PRISM und andere Datenskandale sorgen aber nicht nur für Empörung, sondern haben auch das Vertrauen der Userinnen und User erschüttert. Das Vertrauen auf ihre Rechte im Internet, generell das Vertrauen auf den Schutz der Privatsphäre aber auch das Vertrauen in die Politiker. „Das kann und wird Auswirkungen auf die Verwendung dieser wichtigen Kulturtechnik – also die tägliche Internetnutzung – haben“, befürchtet Schubert. „Und es ist jetzt an der Politik für Schadensbegrenzung und eine Wiederherstellung des Vertrauens zu sorgen.“
Die Politik muss also nach Ansicht der ISPA in die Pflicht genommen werden, das verlorene Vertrauen wieder herzustellen.
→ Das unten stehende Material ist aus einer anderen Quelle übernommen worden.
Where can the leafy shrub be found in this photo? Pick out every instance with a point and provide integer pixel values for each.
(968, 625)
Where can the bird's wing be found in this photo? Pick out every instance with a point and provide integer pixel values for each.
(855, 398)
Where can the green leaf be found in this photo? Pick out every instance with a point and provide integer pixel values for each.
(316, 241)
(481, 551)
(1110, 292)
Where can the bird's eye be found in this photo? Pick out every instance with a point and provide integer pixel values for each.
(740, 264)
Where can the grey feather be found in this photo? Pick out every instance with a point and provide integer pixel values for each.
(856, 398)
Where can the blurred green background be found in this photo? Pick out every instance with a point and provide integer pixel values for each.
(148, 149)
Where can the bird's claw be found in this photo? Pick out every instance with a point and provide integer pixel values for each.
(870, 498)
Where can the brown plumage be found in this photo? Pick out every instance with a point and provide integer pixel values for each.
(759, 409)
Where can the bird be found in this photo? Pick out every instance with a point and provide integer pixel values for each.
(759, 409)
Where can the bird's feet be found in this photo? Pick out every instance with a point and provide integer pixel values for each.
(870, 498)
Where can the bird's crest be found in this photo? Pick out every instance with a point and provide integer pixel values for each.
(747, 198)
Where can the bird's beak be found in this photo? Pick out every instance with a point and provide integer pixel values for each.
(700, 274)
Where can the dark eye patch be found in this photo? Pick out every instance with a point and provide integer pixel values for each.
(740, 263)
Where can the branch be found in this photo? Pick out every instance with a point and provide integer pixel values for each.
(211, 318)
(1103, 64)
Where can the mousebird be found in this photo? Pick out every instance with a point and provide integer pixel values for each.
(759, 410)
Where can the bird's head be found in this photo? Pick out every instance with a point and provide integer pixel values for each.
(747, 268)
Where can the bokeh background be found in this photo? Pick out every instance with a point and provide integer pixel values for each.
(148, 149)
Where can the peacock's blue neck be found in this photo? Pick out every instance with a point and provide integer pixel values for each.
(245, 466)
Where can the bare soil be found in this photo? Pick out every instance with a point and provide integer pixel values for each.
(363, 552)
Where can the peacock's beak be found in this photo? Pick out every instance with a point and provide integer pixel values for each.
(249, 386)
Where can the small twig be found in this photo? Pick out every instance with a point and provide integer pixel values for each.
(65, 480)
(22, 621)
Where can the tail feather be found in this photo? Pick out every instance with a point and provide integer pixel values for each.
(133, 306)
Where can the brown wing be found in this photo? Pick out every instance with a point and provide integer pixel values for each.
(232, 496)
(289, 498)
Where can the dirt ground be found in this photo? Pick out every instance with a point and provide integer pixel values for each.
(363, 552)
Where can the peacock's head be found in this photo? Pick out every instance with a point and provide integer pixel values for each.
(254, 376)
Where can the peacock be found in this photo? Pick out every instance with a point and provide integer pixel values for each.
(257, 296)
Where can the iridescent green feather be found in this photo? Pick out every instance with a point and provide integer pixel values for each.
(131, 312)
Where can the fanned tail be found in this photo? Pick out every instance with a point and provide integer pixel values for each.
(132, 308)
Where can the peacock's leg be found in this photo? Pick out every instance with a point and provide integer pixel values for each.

Vertrauen kann aber – wieder am Beispiel der Vorratsdatenspeicherung - nur entstehen, sofern nachvollziehbar gemacht wird, wofür auf Verkehrsdaten von Nutzerinnen und Nutzer zugegriffen werden darf. Hierfür sind klare Statistiken notwendig, in der die Rechtsgrundlage, das jeweilige Delikt und die Anzahl sämtlicher übermittelter Datensätze aufscheinen. „Nicht die Anzahl der „Briefumschläge“, die eine Behörde an Internet-Anbieter schickt, soll gezählt werden, viel wichtiger ist, wie viele Datensätze in Folge der Anordnungen vom Anbieter beauskunftet werden mussten“, erklärt Schubert.
Eine derartige Statistik ist unerlässlich um darzulegen, ob ein Eingriff wie die VDS grundrechtskonform ist oder nicht. Die in der Antwort der Ministerien auf eine parlamentarische Anfrage angekündigte Erstellung einer zentralen Statistik zeigt, dass der ursprüngliche Plan des Ludwig Boltzmann Instituts für Menschenrechte zur Implementierung einer zentralen Übermittlungsstelle ein Schritt in die richtige Richtung war. Nun liegt die Verantwortung bei der Politik den Weg entschlossen zu Ende zu gehen und wirklich Statistiken bereit zu stellen, die sämtliche Beauskunftungen klar darlegen. Selbst dann, wenn die so erhaltenen Ergebnisse nicht den Vorstellungen der Politik entsprechen. „Der Staat ist nicht nur verpflichtet seine Bürgerinnen und Bürger vor Strafdaten zu schützen, sondern auch dafür zu sorgen, dass Grundrechte eingehalten werden“, meint Schubert abschließend.